(1) 業績の状況
当第3四半期連結累計期間におけるわが国経済は、海外経済の不透明感に起因する円高進行などから、企業収益の改善に足踏みが見られる状況にありました。しかしながら、11月の米国大統領選後に、新政権下での財政拡大路線が強まるとの期待を背景に、米国金利の上昇による日米金利差の拡大を主因としたドル高・円安基調に転じました。このため、企業収益は高水準を維持したまま底入れすることが予想されるなど、景気は引き続き緩やかな回復基調が続いております。
当社グループの主要ユーザーであります医薬品業界は、薬価改定やジェネリック医薬品使用促進などの医療費抑制策の強化や、研究開発費の高騰と開発リスクの増大などにより、先進国を中心に成長が鈍化しており、新興国への市場移行やジェネリック医薬品の市場拡大が進んでおります。
こうした情勢のもと、当社グループは、独創的な新製品の開発や、顧客ニーズを捉えた営業活動を展開するとともに、積極的に新分野への展開を図ってまいりました。
この結果、当第3四半期連結累計期間の業績は、売上高147億67百万円(前年同期比12.9%増)、営業利益14億41百万円(同98.2%増)、経常利益14億86百万円(同89.6%増)、親会社株主に帰属する四半期純利益8億15百万円(同93.1%増)となりました。
セグメントごとの業績は、次のとおりであります。
・機械部門
造粒・コーティング装置を主力とする機械部門においては、ジェネリック医薬品業界の旺盛な設備投資意欲により受注は好調に推移し、売上高、営業利益共に増加となりました。
この結果、売上高は100億3百万円(同15.5%増)、営業利益は11億54百万円(同99.6%増)となりました。
・化成品部門
化成品部門においては、食品品質保持剤は、競争激化のなか売上高・営業利益とも微減となりましたが、医薬品の経口剤に使用される機能性添加剤は、ジェネリック向けを主体に好調を維持し、また、当社技術を活用した栄養補助食品も堅調に推移しました。
この結果、売上高は47億63百万円(同7.8%増)、営業利益は6億2百万円(同48.7%増)となりました。
(2) 財政状態
当第3四半期連結会計期間末の総資産合計は、前連結会計年度末に比べ12億5百万円増加し、184億11百万円となりました。

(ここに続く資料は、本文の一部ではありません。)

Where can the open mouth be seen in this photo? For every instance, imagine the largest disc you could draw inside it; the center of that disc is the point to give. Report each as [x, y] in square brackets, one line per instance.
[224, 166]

増減の主な内訳は、受取手形及び売掛金が3億76百万円減少したものの、現金及び預金が13億65百万円、仕掛品が1億37百万円増加したことによるものであります。
また、当第3四半期連結会計期間末の負債合計は、前連結会計年度末に比べ10億11百万円増加し、66億89百万円となりました。増減の主な内訳は、前受金が8億8百万円増加したことによるものであります。
当第3四半期連結会計期間末の純資産合計は、前連結会計年度末に比べ1億93百万円増加し、117億22百万円となりました。
(3) 事業上及び財務上の対処すべき課題
当第3四半期連結累計期間において、当社グループが対処すべき課題について重要な変更はありません。
(4) 研究開発活動
当第3四半期連結累計期間におけるグループ全体の研究開発活動の金額は、4億44百万円であります。
なお、当第3四半期連結累計期間において、当社グループの研究開発活動の状況に重要な変更はありません。